We are reluctant to do this for a number of reasons, the most important of which is that making all import statements explicit severely clutters up the source code.
Thank you for the offer nonetheless. What I would recommend is that you pressure the GCJ people into fixing this issue (which IMO _really_ limits their usefulness as a serious java compiler), or switch to a different compiler (Sun or IBM both have decent compilers).
Jeen,
I accept your decision, it's your project after all, but I am a little disappointed. GCJ clearly is at fault here, but I would say it is bad programming style to use wildcard import statements. Explicit imports would only add 4 or 5 lines to the source in most cases, for the primary model interfaces.

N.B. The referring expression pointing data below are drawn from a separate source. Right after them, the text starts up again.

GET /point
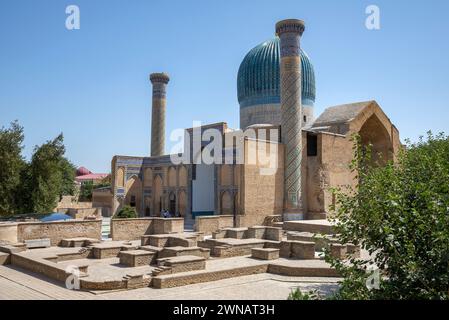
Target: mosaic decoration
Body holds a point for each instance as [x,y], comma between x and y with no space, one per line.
[258,79]
[291,113]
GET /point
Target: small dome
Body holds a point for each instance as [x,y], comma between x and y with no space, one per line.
[82,171]
[258,80]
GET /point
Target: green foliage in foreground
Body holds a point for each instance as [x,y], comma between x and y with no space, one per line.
[34,186]
[399,213]
[126,212]
[11,166]
[297,294]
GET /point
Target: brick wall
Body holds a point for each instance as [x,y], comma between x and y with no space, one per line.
[58,230]
[133,229]
[209,224]
[8,232]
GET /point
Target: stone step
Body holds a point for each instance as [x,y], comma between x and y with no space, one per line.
[313,226]
[180,251]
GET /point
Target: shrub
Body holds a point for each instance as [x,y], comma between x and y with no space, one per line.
[399,213]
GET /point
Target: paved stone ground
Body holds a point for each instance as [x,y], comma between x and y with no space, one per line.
[17,283]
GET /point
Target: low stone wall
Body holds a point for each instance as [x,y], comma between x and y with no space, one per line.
[130,229]
[84,213]
[168,225]
[58,230]
[8,232]
[210,224]
[133,229]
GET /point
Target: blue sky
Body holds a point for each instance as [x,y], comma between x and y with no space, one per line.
[92,84]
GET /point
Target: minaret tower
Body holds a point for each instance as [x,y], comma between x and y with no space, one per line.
[159,81]
[290,32]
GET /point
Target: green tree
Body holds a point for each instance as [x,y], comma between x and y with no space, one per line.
[126,212]
[46,181]
[400,214]
[86,191]
[11,165]
[68,178]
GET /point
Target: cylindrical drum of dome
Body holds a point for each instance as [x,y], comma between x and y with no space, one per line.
[290,32]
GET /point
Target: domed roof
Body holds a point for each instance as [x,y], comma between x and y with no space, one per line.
[258,80]
[82,171]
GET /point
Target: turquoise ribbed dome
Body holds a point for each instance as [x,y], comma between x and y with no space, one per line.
[258,80]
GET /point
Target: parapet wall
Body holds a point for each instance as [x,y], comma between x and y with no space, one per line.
[58,230]
[209,224]
[133,229]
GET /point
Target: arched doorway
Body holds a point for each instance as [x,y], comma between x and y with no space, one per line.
[374,133]
[157,199]
[182,203]
[134,193]
[172,204]
[226,203]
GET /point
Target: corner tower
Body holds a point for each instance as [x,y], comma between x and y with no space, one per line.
[290,32]
[159,82]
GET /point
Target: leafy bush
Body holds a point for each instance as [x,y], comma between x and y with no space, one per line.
[126,212]
[297,294]
[399,212]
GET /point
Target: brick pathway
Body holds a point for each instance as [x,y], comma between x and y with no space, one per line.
[17,283]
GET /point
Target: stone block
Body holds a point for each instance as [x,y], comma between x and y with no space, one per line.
[265,253]
[303,250]
[136,258]
[183,263]
[237,233]
[4,258]
[273,233]
[285,249]
[257,232]
[38,243]
[338,250]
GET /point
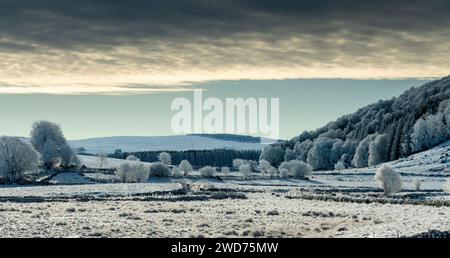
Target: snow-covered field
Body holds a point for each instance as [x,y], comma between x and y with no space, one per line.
[330,204]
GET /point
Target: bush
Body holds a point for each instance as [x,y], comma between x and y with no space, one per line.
[246,170]
[299,169]
[165,158]
[132,158]
[177,172]
[264,166]
[389,180]
[417,184]
[273,172]
[186,167]
[225,170]
[68,157]
[207,171]
[16,158]
[284,173]
[158,169]
[339,166]
[237,163]
[447,187]
[132,173]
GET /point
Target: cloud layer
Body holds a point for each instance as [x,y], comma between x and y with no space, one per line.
[115,47]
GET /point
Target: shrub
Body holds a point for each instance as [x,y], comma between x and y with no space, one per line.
[186,167]
[339,166]
[284,173]
[132,158]
[165,158]
[158,169]
[177,172]
[207,171]
[264,166]
[225,170]
[102,159]
[68,157]
[417,184]
[246,170]
[238,163]
[273,172]
[447,187]
[296,168]
[132,173]
[389,180]
[299,169]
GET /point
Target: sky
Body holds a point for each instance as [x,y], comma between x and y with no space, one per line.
[77,61]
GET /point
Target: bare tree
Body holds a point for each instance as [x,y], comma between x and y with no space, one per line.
[207,171]
[246,170]
[48,139]
[132,158]
[16,158]
[165,158]
[102,159]
[389,180]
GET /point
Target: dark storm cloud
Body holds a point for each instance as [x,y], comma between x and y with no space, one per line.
[139,42]
[73,23]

I am working on another GPL project that incorporates Sesame and I am trying to avoid the so-called "Java trap" by building in parallel with Sun and GCJ, see below. Sesame certainly does compile successfully with the Sun compiler, but it would really help if Sesame was "clean" coded upstream so my project can keep up to date with the Sesame code base.
No hard feelings, just one last appeal to you.
Best regards,
Phil
http://www.gnu.org/philosophy/java-trap.html
I've started a discussion about this on the forum, at
http://www.openrdf.org/forum/mvnforum/viewthread?thread=472 , to solicit the opinions of other developers.
A possible compromise for your project could be to use a tool like Eclipse to make the imports explicit every time you update your local source copy (simply select the project and press Crtl+Shift+o).
After further discussion (see the forum link), we've decided to reformat the code base. The current CVS trunk now only uses explicit imports.